Please click here for a copy of the Bill and click here for a copy of the Explanatory Memorandum.
The proposed commencement date for these changes is 1 July 2021, however there will be a 12 month transition period, that provides some flexibility but also complexity.
Whilst this does place additional requirements on advisers in terms of the frequency of renewal and the additional information that must be provided, which will certainly add to the already increasing cost of providing financial advice, the benefit is greater time to get the client to sign the agreement and rationalisation of the FDS and Opt-In documents into one document. There is also a client consent form that will need to be provided to product providers every year. We are certainly not suggesting that it is a good outcome, however it could have been a lot worse.
Whilst we were pleased with the material improvements that were built into this Bill in comparison with the draft legislation that was released in January 2020, there are still a number of important issues that we would like to see addressed:
- The legislation will not allow an adviser to move the date of renewal forward, without commencing a totally new arrangement. This flexibility must be provided.

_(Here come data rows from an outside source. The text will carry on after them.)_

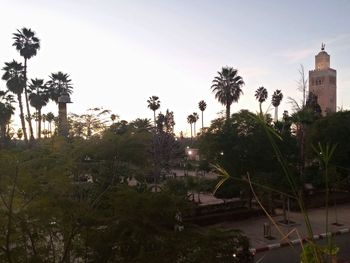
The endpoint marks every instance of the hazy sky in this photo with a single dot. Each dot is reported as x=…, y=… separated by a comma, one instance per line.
x=119, y=53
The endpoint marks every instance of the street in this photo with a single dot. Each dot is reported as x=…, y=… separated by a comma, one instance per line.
x=291, y=255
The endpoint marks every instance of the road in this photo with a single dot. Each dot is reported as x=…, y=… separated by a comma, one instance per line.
x=290, y=255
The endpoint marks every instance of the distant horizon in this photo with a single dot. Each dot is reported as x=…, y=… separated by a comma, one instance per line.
x=120, y=54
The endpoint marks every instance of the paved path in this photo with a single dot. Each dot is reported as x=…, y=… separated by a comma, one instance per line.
x=253, y=227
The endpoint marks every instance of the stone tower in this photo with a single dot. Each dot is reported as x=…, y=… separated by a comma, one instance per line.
x=62, y=114
x=323, y=82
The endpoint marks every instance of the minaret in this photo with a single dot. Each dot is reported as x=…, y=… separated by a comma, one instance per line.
x=323, y=82
x=62, y=114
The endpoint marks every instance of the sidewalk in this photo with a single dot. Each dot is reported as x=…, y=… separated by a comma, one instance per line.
x=253, y=228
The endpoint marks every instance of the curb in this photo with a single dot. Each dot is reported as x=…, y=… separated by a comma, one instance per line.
x=297, y=241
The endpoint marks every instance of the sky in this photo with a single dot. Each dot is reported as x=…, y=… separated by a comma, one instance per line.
x=119, y=53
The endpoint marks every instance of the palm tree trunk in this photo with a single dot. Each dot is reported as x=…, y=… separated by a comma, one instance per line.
x=228, y=108
x=62, y=122
x=2, y=135
x=260, y=108
x=21, y=116
x=39, y=123
x=27, y=101
x=202, y=122
x=191, y=131
x=154, y=118
x=276, y=114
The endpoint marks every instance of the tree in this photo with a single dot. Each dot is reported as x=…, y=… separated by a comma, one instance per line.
x=195, y=119
x=227, y=87
x=261, y=96
x=154, y=104
x=276, y=101
x=6, y=111
x=38, y=98
x=15, y=82
x=27, y=44
x=202, y=106
x=93, y=122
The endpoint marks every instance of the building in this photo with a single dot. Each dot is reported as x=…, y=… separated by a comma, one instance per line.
x=323, y=82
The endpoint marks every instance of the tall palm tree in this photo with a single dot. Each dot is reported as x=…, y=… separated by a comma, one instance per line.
x=14, y=77
x=27, y=44
x=6, y=111
x=195, y=119
x=38, y=97
x=277, y=97
x=154, y=104
x=261, y=96
x=190, y=120
x=50, y=117
x=227, y=87
x=59, y=83
x=43, y=118
x=202, y=106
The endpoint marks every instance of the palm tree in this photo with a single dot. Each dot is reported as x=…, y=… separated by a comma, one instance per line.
x=43, y=118
x=38, y=97
x=59, y=83
x=261, y=96
x=227, y=87
x=15, y=83
x=27, y=44
x=195, y=119
x=6, y=111
x=277, y=97
x=202, y=106
x=154, y=104
x=50, y=117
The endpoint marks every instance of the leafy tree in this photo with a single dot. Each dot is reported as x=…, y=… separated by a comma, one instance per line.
x=154, y=104
x=332, y=129
x=15, y=82
x=38, y=98
x=202, y=106
x=27, y=44
x=94, y=122
x=227, y=87
x=276, y=101
x=261, y=96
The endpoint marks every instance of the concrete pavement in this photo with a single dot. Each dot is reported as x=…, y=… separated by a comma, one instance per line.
x=253, y=228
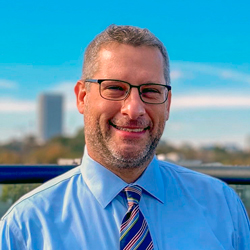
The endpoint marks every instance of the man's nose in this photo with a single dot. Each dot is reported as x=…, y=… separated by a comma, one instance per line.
x=133, y=106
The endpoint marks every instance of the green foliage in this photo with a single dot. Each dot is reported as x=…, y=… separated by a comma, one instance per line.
x=30, y=152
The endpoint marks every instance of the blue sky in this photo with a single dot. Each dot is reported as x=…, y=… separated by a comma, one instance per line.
x=42, y=44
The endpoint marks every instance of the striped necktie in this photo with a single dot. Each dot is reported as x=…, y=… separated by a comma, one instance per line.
x=134, y=232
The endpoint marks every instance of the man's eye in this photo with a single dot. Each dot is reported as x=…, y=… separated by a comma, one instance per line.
x=115, y=87
x=151, y=90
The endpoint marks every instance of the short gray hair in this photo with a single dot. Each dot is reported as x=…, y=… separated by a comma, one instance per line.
x=122, y=34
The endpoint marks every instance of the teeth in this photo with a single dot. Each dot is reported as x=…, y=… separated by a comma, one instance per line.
x=136, y=130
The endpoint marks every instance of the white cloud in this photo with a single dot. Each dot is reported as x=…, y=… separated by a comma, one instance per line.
x=203, y=101
x=7, y=84
x=235, y=76
x=184, y=69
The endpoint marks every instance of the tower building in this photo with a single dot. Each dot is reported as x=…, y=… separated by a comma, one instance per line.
x=50, y=116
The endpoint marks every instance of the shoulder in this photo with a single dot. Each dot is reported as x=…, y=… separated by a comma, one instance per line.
x=170, y=170
x=46, y=194
x=203, y=188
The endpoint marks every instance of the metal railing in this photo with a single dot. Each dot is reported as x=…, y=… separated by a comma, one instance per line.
x=13, y=174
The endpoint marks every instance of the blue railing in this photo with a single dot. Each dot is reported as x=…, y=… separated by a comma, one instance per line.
x=13, y=174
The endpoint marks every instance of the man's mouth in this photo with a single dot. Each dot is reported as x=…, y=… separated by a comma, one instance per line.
x=129, y=128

- The legislation does not address the fundamental problem with the existing FDS regime, where ASIC expects FDSs to reflect the exact amount and timing of when fees are taken out of the client’s account and not when it is paid to the licensee/adviser. Financial advisers can only produce FDSs on the basis of their remuneration systems, and ASIC’s suggestion in Report 636 that you should manually check the product systems to ensure that the amounts are correct is unworkable. This is a fundamental flaw in the current model that must be fixed in the new legislation.
- The New Anniversary date, which triggers the start of the new 12-month period, is based upon the date that an FDS is given to the client in the transition year, not the last day of the previous FDS period.
- Where the client is paying fees on an asset-based approach, the requirements for an estimation of the costs for the next 12 months should be high level and not expected to be detailed and precise.
- With the issues above, that still need to be resolved, including how the provision of consent forms to product providers can be automated, we have suggested that the commencement date should be pushed back to 1 January 2022.